In the group show Tales we tell at the gallery in December Bjørn Båsen will show a new silkscreen from his Chronicle series.

The print will be launched in the gallery and online on Thursday the 1st of December.

Chronicle (Castle) II, 2022

Silkscreen, stochastic raster

Editions: 75

Size: 67x55cm

Photo: Fellesverkstedet

The work is printed by the artist himself at the Fellesverkstedet print shop in Oslo. The technique is screen printing in stochastic rasters, a technique with small dots in several layers of colours that is usually known and used in newspaper printing.

The silkscreen is based on the painting Chronicle (Castle) II (2022), shown in the exhibition «Mythos» at Nitja Centre for Contemporary Art (NO, 2022).

Tre motifs in Båsen's chronicle paintings are based on historic events, places and persons, as well as stories based in modern society. The painting and silkscreen Chronicle (Castle) II shows Disney's success as a media- and entertainment company, but also points to its murkier past on the way to success.

The foreground of the motif shows a dismantling Disney castle with sceletons and demonstrations in the background.

Båsen points to a specific event in the work. From Disney's establishment in 1923 the company had a formidable growth and success in animation. Walt Disney was from the company's start the company leader as well as a visionary artistic director, crucial for the company's productions and development.
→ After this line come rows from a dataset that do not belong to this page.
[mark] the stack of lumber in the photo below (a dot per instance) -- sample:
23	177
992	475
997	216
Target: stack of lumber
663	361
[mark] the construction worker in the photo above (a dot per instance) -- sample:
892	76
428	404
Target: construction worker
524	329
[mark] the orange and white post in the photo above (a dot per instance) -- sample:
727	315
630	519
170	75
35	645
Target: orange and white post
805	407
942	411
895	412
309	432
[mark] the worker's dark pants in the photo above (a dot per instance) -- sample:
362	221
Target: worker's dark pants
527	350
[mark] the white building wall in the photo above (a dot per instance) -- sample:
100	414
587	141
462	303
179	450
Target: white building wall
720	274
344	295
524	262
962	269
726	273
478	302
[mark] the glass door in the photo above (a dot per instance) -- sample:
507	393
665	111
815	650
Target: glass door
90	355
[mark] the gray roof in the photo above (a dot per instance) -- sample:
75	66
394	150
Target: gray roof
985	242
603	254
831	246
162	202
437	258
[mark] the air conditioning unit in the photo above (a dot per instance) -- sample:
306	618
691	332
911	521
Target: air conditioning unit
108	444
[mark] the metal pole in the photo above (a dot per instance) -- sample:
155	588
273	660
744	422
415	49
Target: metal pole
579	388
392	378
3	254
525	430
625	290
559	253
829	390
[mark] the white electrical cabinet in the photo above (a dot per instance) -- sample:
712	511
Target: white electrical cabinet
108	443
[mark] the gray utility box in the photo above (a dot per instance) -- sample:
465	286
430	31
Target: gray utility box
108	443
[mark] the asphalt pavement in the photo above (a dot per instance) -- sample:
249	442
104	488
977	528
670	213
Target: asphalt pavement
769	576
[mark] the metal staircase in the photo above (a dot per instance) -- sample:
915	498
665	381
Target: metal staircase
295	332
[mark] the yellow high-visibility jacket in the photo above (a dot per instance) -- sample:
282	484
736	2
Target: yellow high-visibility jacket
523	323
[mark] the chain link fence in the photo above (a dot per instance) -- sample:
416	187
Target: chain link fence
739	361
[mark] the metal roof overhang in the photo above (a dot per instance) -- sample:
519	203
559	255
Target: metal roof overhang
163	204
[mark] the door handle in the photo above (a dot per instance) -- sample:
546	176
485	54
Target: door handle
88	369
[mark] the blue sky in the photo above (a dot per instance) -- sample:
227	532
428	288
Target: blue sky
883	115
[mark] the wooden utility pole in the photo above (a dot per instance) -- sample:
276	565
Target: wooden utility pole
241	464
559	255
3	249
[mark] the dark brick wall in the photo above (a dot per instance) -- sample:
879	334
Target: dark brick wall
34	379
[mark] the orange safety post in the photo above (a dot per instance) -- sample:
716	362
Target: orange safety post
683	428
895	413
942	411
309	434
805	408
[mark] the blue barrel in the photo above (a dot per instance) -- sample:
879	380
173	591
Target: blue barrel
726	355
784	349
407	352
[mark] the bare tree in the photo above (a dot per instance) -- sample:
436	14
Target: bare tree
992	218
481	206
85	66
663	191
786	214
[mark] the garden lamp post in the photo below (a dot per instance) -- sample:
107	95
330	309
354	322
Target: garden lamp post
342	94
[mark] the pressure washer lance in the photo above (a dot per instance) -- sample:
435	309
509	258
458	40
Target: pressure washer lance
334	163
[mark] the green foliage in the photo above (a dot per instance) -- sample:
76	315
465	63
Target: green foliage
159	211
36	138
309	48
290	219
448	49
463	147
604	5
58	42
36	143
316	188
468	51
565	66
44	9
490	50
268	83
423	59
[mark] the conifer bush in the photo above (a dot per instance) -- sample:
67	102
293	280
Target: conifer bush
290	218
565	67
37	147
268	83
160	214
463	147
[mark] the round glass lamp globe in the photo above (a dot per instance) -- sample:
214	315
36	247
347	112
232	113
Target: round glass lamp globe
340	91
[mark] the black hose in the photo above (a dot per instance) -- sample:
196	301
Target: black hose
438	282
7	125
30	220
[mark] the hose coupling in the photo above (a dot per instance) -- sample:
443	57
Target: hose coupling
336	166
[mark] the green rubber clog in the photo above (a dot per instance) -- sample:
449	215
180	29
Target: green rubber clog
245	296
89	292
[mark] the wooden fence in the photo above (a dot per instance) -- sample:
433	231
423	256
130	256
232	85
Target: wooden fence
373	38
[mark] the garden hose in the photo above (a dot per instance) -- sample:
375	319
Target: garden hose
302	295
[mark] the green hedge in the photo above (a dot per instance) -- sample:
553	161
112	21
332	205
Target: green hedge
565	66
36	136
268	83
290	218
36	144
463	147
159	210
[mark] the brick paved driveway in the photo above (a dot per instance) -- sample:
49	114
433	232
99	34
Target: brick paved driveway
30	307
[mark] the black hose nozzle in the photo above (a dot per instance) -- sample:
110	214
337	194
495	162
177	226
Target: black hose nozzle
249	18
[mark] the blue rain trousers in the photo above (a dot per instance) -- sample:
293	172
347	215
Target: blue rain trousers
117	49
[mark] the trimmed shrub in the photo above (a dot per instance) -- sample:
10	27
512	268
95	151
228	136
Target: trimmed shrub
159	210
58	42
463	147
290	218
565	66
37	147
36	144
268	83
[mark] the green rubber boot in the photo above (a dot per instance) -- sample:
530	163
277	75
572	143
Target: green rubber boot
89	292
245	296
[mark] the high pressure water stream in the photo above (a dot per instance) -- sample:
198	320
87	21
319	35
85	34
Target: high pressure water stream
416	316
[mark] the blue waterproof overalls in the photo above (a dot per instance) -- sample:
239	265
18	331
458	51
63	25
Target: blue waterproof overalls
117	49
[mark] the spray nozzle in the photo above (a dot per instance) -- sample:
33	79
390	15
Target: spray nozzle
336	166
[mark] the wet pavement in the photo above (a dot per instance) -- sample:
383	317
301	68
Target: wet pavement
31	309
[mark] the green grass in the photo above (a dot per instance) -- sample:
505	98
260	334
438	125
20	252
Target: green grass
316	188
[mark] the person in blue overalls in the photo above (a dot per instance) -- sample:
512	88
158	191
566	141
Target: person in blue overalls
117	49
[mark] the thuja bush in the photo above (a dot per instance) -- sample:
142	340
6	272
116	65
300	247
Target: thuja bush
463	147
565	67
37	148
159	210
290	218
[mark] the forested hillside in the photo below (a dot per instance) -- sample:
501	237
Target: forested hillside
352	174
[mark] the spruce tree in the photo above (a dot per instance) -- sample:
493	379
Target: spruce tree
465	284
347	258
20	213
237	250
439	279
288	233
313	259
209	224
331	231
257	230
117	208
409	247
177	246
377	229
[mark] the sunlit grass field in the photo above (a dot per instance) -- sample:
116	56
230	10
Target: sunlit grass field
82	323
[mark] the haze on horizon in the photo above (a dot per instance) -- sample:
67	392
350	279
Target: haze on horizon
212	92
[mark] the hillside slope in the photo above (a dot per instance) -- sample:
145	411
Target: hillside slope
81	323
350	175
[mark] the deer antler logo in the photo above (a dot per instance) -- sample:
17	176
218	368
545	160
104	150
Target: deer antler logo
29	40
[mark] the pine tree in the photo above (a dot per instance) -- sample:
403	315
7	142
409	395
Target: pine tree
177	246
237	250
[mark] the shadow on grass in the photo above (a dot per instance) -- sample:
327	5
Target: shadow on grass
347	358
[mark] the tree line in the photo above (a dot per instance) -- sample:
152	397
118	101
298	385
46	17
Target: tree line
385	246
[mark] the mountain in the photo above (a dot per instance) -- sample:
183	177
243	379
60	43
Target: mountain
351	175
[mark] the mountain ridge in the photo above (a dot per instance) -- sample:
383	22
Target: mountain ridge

After decades of success, the employees in Disney's animation department went out on strike in 1941, as Walt Disney would not let them get organised. Disney expected that his employees shared both his artistic and political visions, and lost his idealistic view on what it means to be an artistic director and boss. The posters visible in the edition are exact copies of those used during the workers strike.

Afterwards, Disney distanced himself from the cartoon part of the company, and all films produced after 1941 are made by someone other than Disney himself. The edition shows the dissolution between the young idealist and the older businessman What Disney, who instead set about building his own world; Disneyworld which opened outside Los Angeles in 1955. There he could be the sole ruler, without objections and views other than his own.

Bjørn Båsen (b. 1981, Eggedal, Norway) has a BA from The Arts Institute at Bournemouth and an MA from the Oslo National Academy of the Arts. Båsen’s works invite the spectator into a whole new world. His skillful perspectives make one feel as though you could take a leap and fall into his illusion of a blissful wonderland. However, in his world of porcelain puzzles, cracks are always present and propped with references to deep and often dark matters. Båsen’s oeuvre is filled with references to mythology, past and present decadence – the fairytales of former glory meet the realism of today.

His work is included in the collection of the Astrup Fearnley Museum, KODE Art Museum, Nordnorsk Kunstmuseum, Nordenfjeldske Kunstindustrimuseum, Equinor, DNB as well as numerous private collections nationally and abroad.